Re: [PATCH] phy: rcar-gen3-usb2: add sysfs for usb role swap

From: Geert Uytterhoeven
Date: Mon Oct 17 2016 - 08:28:12 EST


Hi Shimoda-san,

On Mon, Oct 17, 2016 at 9:10 AM, Yoshihiro Shimoda
<yoshihiro.shimoda.uh@xxxxxxxxxxx> wrote:
> This patch adds sysfs "otg_inputs" for usb role swap. This parameter
> is write-only and if you use them as the following, you can swap
> the usb role.

Thank you for your patch!

> For example:
> 1) connect a usb cable using 2 salvator-x boards
> 2) On A-device (as host), you input the following command:
> # echo a_bus_req/ > /sys/devices/platform/soc/ee080200.usb-phy/otg_inputs
> 3) On B-device (as peripheral), you input the following command:
> # echo b_bus_req > /sys/devices/platform/soc/ee080200.usb-phy/otg_inputs

At first, I thought the trailing "/" was a typo...

> --- /dev/null
> +++ b/Documentation/ABI/testing/sysfs-platform-phy-rcar-gen3-usb2
> @@ -0,0 +1,11 @@
> +What: /sys/devices/platform/<phy-name>/otg-inputs
> +Date: October 2016
> +KernelVersion: 4.10
> +Contact: Yoshihiro Shimoda <yoshihiro.shimoda.uh@xxxxxxxxxxx>
> +Description:
> + This write-only file changes the phy mode for role swap of usb.
> + This file accepts the following strings:
> + "a_bus_req/" - switching from A-Host to A-Peripheral
> + "a_bus_drop" - switching from A-Peripheral to A-Host
> + "b_bus_req" - switching from B-Peripheral to B-Host
> + "b_bus_req/" - switching from B-Host to B-Peripheral

... until I read the above.

What's the rationale of doing it like this? I.e.
1. Why differentiate by trailing "/"?
2. Why the asymmetry ("a_bus_drop" vs. "a_bus_req")?
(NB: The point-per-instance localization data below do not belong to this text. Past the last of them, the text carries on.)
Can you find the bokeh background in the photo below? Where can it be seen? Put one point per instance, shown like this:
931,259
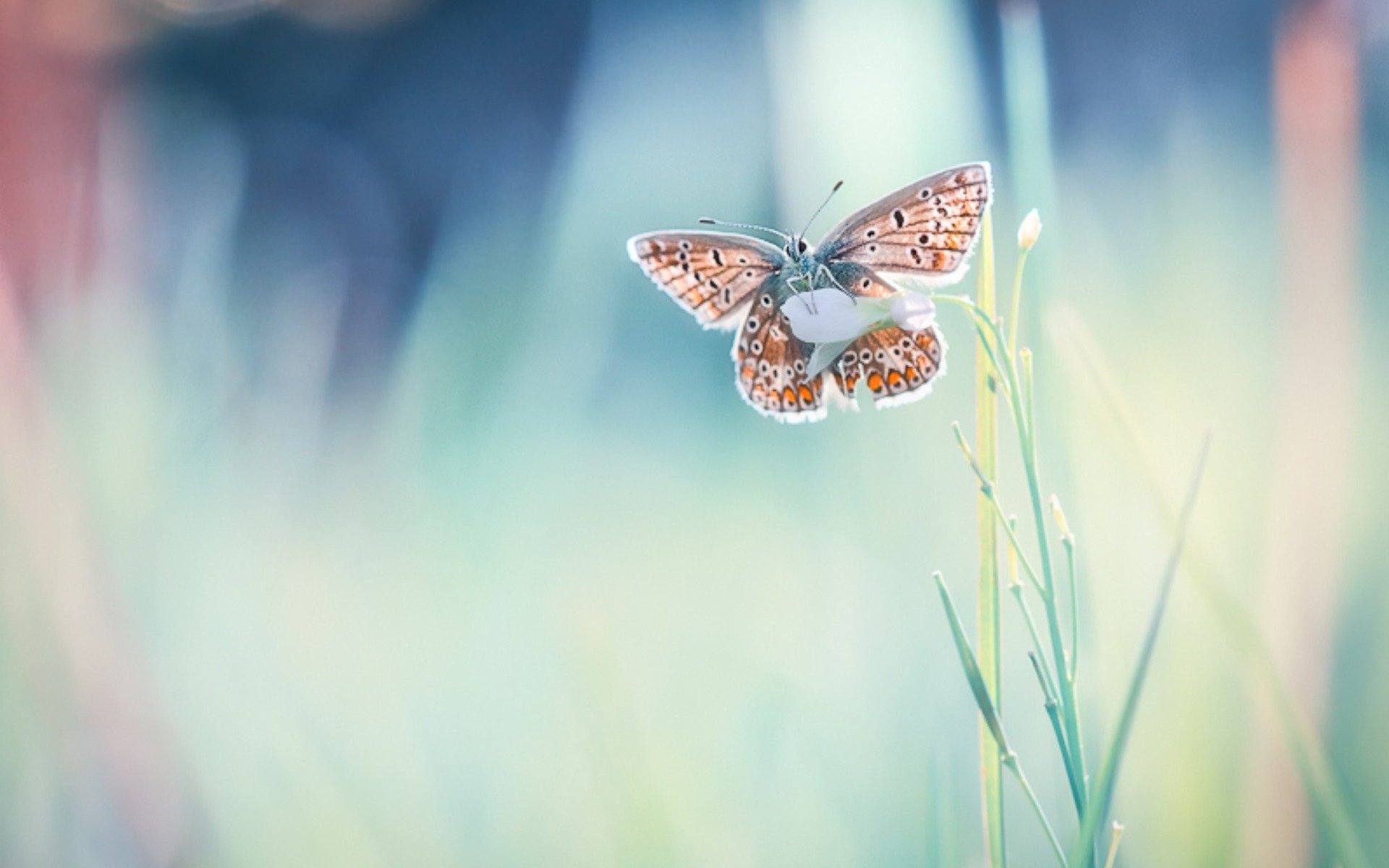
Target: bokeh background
363,504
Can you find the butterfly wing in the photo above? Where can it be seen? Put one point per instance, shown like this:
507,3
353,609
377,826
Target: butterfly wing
710,274
898,365
771,365
925,229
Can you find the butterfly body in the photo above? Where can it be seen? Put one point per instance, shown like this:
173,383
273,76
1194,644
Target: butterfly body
731,281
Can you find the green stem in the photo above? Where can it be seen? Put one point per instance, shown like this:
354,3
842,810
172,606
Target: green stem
1017,297
1069,542
1010,760
990,634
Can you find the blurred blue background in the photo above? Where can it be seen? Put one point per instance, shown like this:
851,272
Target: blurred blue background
363,504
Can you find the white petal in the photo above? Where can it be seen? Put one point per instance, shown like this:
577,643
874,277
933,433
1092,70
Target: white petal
825,315
913,312
825,356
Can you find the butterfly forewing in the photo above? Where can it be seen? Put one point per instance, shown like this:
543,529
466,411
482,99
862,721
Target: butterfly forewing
770,367
710,274
927,228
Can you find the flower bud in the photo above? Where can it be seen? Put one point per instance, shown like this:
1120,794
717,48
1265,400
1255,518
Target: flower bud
1029,231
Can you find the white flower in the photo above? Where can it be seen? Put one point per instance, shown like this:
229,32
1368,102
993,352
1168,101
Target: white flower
828,315
913,312
1029,231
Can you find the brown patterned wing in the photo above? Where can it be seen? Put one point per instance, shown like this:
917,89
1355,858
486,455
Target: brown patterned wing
710,274
896,365
927,228
770,365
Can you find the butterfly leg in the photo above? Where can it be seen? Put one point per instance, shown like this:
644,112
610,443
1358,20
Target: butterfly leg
827,274
806,285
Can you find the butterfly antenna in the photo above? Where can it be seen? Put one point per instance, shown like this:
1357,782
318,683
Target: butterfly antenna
835,190
721,223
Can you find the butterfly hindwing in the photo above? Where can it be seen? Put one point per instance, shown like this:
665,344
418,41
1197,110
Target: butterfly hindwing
710,274
896,365
927,228
770,365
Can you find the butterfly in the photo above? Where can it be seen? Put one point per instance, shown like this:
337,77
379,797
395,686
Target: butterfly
729,281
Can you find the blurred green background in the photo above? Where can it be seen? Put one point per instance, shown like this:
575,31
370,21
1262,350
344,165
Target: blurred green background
363,504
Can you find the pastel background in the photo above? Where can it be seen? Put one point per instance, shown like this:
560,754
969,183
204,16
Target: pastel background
363,504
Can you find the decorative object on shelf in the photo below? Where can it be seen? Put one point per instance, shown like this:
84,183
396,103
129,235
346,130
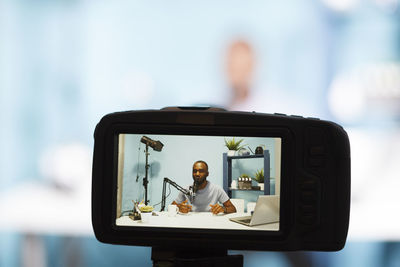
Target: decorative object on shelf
259,177
233,146
244,181
243,152
234,184
260,150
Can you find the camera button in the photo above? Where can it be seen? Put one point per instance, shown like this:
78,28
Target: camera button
308,197
308,208
317,150
308,219
316,162
308,185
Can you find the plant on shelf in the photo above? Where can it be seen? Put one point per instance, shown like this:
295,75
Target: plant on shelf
233,145
244,181
259,177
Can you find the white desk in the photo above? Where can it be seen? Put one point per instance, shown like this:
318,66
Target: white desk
202,220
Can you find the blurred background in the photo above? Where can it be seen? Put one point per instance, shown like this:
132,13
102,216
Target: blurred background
66,63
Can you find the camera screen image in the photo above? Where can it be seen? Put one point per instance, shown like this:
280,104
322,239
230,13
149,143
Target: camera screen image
200,182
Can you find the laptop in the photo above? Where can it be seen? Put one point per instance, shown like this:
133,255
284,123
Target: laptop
266,211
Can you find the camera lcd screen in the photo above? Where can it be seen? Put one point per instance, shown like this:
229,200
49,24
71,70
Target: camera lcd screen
156,171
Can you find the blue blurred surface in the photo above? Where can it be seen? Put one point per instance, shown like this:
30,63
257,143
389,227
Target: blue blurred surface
64,64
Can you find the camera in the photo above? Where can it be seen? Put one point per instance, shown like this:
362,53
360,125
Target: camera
294,184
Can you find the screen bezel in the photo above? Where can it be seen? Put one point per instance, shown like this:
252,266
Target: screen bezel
158,235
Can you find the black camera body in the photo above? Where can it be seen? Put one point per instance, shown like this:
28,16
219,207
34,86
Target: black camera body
314,179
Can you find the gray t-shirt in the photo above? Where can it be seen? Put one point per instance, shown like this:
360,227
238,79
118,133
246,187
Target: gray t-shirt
209,195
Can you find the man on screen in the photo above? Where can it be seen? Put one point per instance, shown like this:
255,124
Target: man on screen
208,195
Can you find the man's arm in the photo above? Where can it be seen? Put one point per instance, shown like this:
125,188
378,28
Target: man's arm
227,208
183,207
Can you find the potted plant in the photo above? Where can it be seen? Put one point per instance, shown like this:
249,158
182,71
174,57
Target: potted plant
146,213
259,177
244,181
233,145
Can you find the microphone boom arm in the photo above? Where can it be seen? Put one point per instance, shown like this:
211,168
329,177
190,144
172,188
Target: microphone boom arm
180,188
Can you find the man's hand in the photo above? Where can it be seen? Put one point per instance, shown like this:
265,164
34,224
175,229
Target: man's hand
184,207
216,208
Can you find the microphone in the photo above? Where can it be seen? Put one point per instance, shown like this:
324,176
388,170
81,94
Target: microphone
192,191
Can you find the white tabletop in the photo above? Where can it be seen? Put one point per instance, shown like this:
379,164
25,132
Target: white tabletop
202,220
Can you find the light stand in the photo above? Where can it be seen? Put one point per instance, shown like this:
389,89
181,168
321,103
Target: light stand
146,178
157,146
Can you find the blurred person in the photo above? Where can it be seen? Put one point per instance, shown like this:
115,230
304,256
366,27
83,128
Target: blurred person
248,95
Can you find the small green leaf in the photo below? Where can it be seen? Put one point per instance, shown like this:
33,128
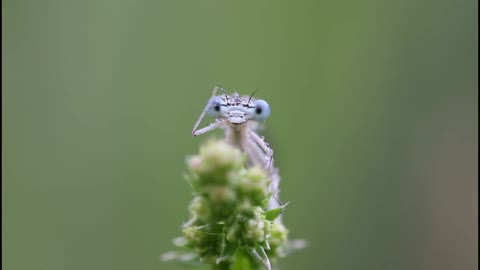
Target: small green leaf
227,252
212,228
258,253
275,213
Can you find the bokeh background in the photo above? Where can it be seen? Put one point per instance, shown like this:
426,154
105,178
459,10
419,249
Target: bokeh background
374,126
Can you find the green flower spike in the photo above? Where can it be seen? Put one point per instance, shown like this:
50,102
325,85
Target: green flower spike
229,226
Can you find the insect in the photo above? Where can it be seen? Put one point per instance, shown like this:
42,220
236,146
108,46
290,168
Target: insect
240,117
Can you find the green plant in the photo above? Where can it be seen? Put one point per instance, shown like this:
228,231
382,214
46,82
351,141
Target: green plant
230,227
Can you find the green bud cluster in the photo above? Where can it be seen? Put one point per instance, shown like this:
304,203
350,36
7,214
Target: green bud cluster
230,227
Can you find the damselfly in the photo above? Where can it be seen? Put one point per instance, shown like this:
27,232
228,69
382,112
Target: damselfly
240,117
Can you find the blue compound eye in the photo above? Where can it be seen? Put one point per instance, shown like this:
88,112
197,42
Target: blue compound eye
215,110
262,110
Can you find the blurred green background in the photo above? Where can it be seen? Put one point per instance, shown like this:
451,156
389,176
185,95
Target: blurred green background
374,126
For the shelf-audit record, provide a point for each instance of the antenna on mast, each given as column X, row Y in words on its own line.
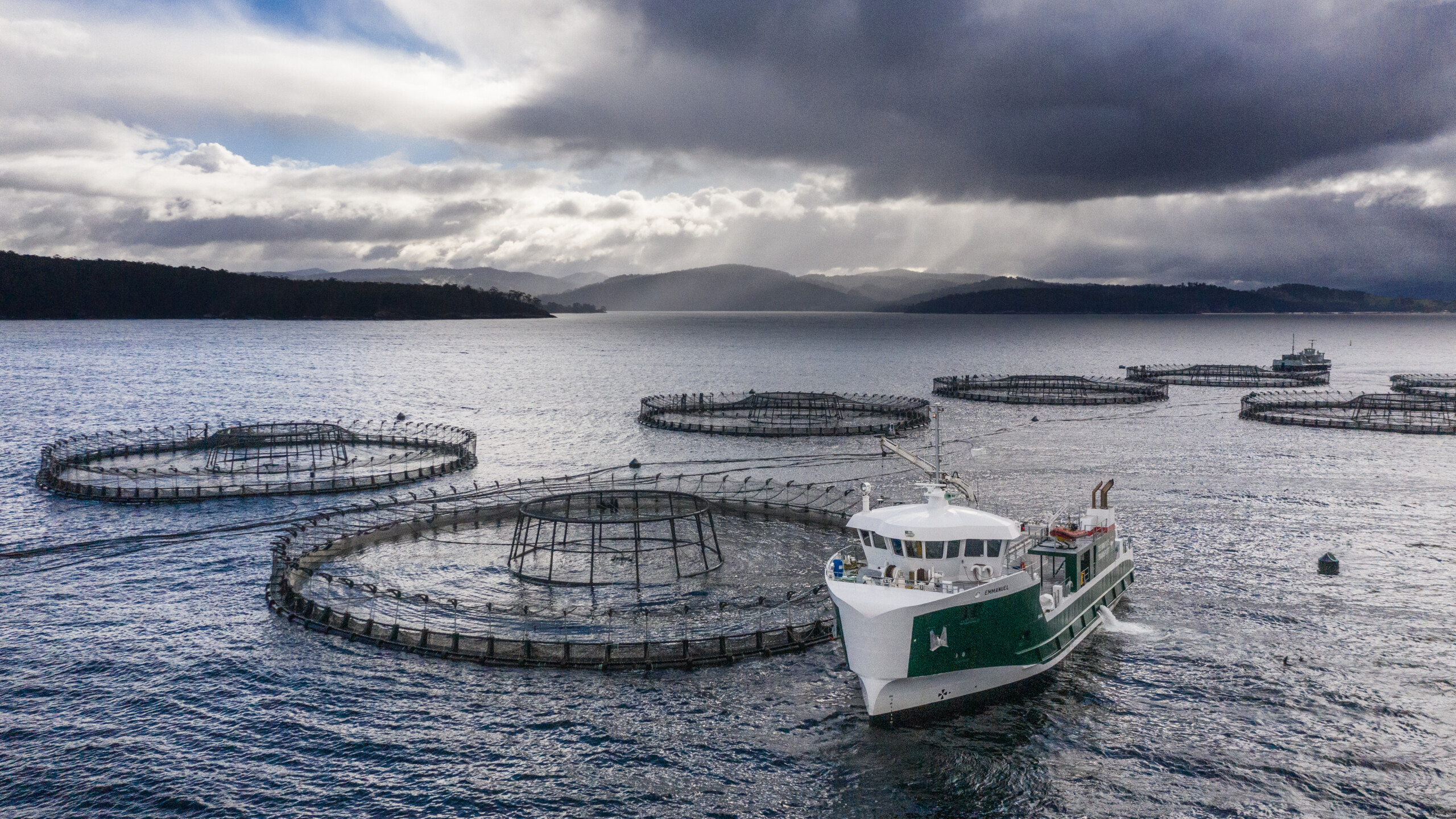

I do not really follow USB development, so I please accepty my apologies if
I missed the discussion and valid arguments that lead to this.

I did find Documentation/ABI/testing/sysfs-platform-chipidea-usb-otg,
which uses similar naming, but a slightly different mechanism (multiple
sysfs virtual files with 0/1 states).

Thanks!

Gr{oetje,eeting}s,

Geert

--
Geert Uytterhoeven -- There's lots of Linux beyond ia32 -- geert@xxxxxxxxxxxxxx

In personal conversations with technical people, I call myself a hacker. But
when I'm talking to journalists I just say "programmer" or something like that.